G20-Treffen in Südkorea Kommuniqué stellt koordinierte Wirtschaftspolitik in Aussicht


Die führenden Wirtschaftsnationen wollen den Aufschwung der Weltwirtschaft gegen die jüngsten Schwankungen der Finanzmärkte durch eine koordinierte Wirtschaftspolitik schützen.

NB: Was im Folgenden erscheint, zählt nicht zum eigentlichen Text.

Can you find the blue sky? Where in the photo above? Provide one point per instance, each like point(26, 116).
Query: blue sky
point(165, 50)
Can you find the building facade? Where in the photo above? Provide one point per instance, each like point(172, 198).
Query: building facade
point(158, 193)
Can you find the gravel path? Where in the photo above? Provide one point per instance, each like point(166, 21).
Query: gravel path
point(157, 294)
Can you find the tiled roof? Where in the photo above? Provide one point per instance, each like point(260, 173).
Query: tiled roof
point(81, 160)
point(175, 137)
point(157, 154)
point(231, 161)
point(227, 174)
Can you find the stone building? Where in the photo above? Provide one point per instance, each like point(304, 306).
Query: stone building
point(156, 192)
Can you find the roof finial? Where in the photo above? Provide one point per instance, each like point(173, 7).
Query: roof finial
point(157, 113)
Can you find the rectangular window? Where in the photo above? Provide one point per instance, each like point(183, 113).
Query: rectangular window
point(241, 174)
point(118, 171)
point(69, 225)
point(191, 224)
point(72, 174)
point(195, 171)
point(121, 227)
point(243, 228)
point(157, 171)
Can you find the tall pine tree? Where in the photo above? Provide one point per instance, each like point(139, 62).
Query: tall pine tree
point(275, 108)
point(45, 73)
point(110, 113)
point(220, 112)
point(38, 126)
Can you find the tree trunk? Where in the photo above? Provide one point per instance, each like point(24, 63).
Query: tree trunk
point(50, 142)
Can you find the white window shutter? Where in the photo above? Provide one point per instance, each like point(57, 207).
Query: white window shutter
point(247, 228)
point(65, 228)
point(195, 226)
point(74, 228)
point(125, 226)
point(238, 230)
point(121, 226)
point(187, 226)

Die führenden Wirtschaftsnationen wollen den Aufschwung der Weltwirtschaft gegen die jüngsten Schwankungen der Finanzmärkte durch eine koordinierte Wirtschaftspolitik schützen. Die globale Wirtschaft erhole sich schneller als erwartet, hieß es am Samstag in einem gemeinsamen Kommuniqué zum Abschluss des zweitägigen Treffens der Finanzminister und Notenbankchefs der G20-Länder in der südkoreanischen Küstenmetropole Pusan. Doch stellten die jüngsten Probleme in den Finanzmärkten "bedeutende Herausforderungen" dar. "Wir werden eine gut koordinierte Wirtschaftspolitik verfolgen."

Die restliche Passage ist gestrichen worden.